Clooney, his father Nick and other anti-Sudan activists ignored three police warnings to leave the embassy grounds and were led away in plastic handcuffs to a waiting van by uniformed members of the Secret Service, a Reuters journalist covering the demonstration said.
“We need humanitarian aid to be allowed into the Sudan before it becomes the worst humanitarian crisis in the world,” Clooney told reporters just before his arrest.
“The second thing we are here to ask is for the government in Khartoum to stop randomly killing its own innocent men, women and children. Stop raping them and stop starving them. That’s all we ask.”
Clooney, who on Wednesday was a guest at the White House banquet in honor of British Prime Minister David Cameron, and several others posted bail and walked free later on Friday.
“You never know if you are accomplishing anything ... We hope it helps,” Clooney told reporters after his release, adding that the arrest was his first and “let’s hope it’s my last.”
Activists have drawn parallels between the current crisis in Sudan’s Southern Kordofan and Blue Nile provinces and the violence almost a decade ago in the western region of Darfur, where Khartoum sparked international condemnation by violently suppressing a rebellion in a conflict that the United Nations estimates killed some 300,000 people.

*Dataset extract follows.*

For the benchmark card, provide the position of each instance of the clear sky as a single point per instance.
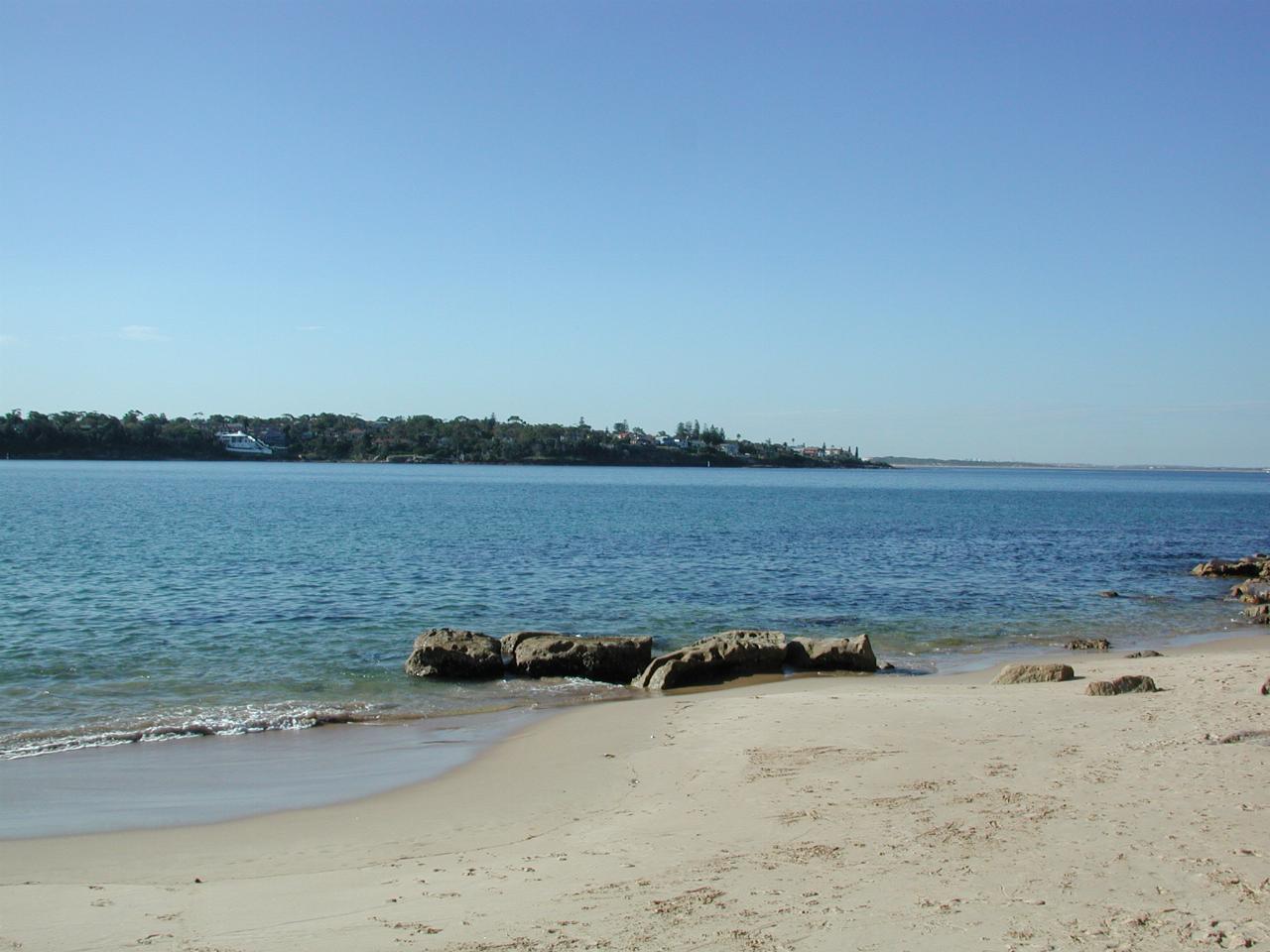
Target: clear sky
(993, 230)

The United States has voiced serious concerns about the deteriorating conditions in the border region, where Sudanese troops are fighting rebels aligned with its newly-independent neighbor South Sudan.

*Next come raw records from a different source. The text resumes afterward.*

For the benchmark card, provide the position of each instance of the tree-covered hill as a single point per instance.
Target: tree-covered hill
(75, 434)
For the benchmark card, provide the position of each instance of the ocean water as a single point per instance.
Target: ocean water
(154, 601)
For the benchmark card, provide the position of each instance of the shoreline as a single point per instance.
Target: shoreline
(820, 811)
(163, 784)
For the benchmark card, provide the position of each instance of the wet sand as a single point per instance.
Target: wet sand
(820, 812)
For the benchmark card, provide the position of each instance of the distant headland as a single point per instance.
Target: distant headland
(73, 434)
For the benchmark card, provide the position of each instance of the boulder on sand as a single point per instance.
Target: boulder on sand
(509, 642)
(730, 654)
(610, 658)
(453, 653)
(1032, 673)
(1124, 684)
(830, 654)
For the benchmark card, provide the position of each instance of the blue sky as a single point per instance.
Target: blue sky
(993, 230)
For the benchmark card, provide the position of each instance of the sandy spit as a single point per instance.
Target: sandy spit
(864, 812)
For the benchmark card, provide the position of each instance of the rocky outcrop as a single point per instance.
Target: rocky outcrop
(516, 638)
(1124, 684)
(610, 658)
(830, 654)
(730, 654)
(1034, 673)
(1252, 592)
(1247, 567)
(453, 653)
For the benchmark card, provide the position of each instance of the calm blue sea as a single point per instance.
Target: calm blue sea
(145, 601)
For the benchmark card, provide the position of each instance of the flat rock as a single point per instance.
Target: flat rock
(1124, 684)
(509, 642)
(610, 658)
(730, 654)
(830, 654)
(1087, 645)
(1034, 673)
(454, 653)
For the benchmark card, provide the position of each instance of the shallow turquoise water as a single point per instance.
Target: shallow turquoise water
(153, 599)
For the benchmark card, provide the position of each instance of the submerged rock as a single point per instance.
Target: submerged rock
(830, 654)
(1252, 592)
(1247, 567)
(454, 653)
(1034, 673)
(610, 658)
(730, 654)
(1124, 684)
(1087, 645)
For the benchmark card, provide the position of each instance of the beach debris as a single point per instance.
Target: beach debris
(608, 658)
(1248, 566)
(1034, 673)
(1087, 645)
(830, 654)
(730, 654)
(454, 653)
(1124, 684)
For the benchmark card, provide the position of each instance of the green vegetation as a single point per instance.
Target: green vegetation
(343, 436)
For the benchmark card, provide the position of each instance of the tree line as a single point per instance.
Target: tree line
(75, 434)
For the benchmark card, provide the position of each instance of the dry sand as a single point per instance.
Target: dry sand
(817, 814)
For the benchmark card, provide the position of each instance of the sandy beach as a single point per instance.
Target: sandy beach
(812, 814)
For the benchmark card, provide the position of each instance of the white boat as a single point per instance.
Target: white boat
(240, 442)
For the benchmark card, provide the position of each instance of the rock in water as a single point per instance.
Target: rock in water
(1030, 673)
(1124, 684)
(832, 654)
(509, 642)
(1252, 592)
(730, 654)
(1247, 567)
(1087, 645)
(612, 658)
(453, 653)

Clooney, who recently visited the area, told a Senate hearing this week that Sudan’s forces were launching repeated attacks on unarmed civilians and preventing aid from reaching a region where U.S. officials say as many as 250,000 people face severe food shortages.
Clooney, a long-time celebrity activist critical of the Khartoum government, had been expected to provoke police into arresting him.
Others arrested on Friday included several U.S. congressmen, the son of slain U.S. civil rights hero Martin Luther King Jr., and John Prendergast, the co-founder of the Enough Project and a veteran human rights campaigner, protest organizers said.
Tom Andrews, president of United to End Genocide, another group involved in the protest, said the United States government should raise the heat on Khartoum to stop the violence and allow humanitarian access.
“It is unacceptable and inexcusable that Sudan’s President Omar al-Bashir — an international criminal wanted for war crimes and genocide — is getting away with bombing, starving and displacing hundreds of thousands of innocent men, women and children in Sudan’s Nuba Mountains and Blue Nile State,” Andrews, who was also arrested, said in a statement.
The Sudan Embassy in Washington could not immediately be reached for comment.